Âgé de 61 ans, Djiba s’était distingué à Ziguinchor lors de la commémoration du décès de l’abbé Diamacoune par des gestes et propos spectaculaires : proclamation d’une supposée « indépendance de la Casamance », présentation d’un drapeau et entonnement d’un hymne présenté comme celui d’une « République de Casamance ». Ces mises en scène, largement commentées, avaient contribué à son arrestation.
Intercepté alors qu’il circulait à moto vers Bouloum, l’homme a adopté un ton plus conciliant face aux enquêteurs. Il a reconnu son statut de responsable du Mfdc, tout en niant avoir voulu créer un État parallèle ou former un gouvernement indépendantiste.
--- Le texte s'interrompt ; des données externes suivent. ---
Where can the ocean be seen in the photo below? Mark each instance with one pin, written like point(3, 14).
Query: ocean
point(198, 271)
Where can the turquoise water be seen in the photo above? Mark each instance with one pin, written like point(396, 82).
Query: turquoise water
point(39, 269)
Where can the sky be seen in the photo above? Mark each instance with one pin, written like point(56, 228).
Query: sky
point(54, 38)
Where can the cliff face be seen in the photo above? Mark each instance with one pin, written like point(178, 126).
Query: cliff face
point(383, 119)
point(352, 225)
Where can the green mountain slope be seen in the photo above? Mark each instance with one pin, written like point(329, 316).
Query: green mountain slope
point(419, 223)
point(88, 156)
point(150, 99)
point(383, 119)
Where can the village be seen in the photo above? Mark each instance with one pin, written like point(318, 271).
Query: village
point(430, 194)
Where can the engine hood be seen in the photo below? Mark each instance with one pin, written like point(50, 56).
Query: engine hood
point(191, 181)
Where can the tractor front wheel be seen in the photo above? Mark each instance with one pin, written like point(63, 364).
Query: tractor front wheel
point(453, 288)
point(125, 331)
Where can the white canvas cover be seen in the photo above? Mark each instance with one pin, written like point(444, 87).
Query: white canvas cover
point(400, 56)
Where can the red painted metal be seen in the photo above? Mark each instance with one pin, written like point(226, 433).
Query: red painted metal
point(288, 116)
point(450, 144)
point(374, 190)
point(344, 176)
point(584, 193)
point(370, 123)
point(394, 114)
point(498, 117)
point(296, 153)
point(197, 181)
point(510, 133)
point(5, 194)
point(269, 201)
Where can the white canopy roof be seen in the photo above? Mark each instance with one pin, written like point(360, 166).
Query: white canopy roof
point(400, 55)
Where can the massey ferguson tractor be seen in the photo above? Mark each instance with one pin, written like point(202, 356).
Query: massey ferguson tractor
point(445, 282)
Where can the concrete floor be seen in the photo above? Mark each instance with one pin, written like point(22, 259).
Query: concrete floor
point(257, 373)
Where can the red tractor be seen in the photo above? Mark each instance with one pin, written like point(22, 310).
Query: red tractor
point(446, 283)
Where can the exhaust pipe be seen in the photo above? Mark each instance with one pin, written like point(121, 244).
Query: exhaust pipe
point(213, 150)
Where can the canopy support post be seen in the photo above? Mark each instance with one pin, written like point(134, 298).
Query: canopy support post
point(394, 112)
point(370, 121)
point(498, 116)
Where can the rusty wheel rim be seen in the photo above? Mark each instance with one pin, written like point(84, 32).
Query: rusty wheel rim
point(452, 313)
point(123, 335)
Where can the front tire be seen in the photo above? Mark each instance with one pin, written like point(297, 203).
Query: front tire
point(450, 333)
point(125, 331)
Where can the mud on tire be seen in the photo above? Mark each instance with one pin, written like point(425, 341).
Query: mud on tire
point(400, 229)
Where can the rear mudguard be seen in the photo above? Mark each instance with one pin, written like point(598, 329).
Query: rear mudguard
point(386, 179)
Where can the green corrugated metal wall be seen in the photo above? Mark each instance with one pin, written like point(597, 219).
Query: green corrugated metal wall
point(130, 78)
Concernant ses propos virulents à l’égard du Chef de l’État — qualifié de « nouveau-né politique » —, Djiba a tenté d’en minimiser la portée, expliquant qu’il voulait simplement souligner la jeunesse politique du Président.
Dans une démarche de désescalade, il est allé jusqu’à rappeler ses « liens de cousinage » avec le Chef de l’État, invoquant leurs origines ethniques communes, et affirmé lui vouer un profond respect. Exprimant des regrets, il a demandé la clémence de la Justice, reconnaissant ne pas avoir mesuré la gravité ni les conséquences de ses actes.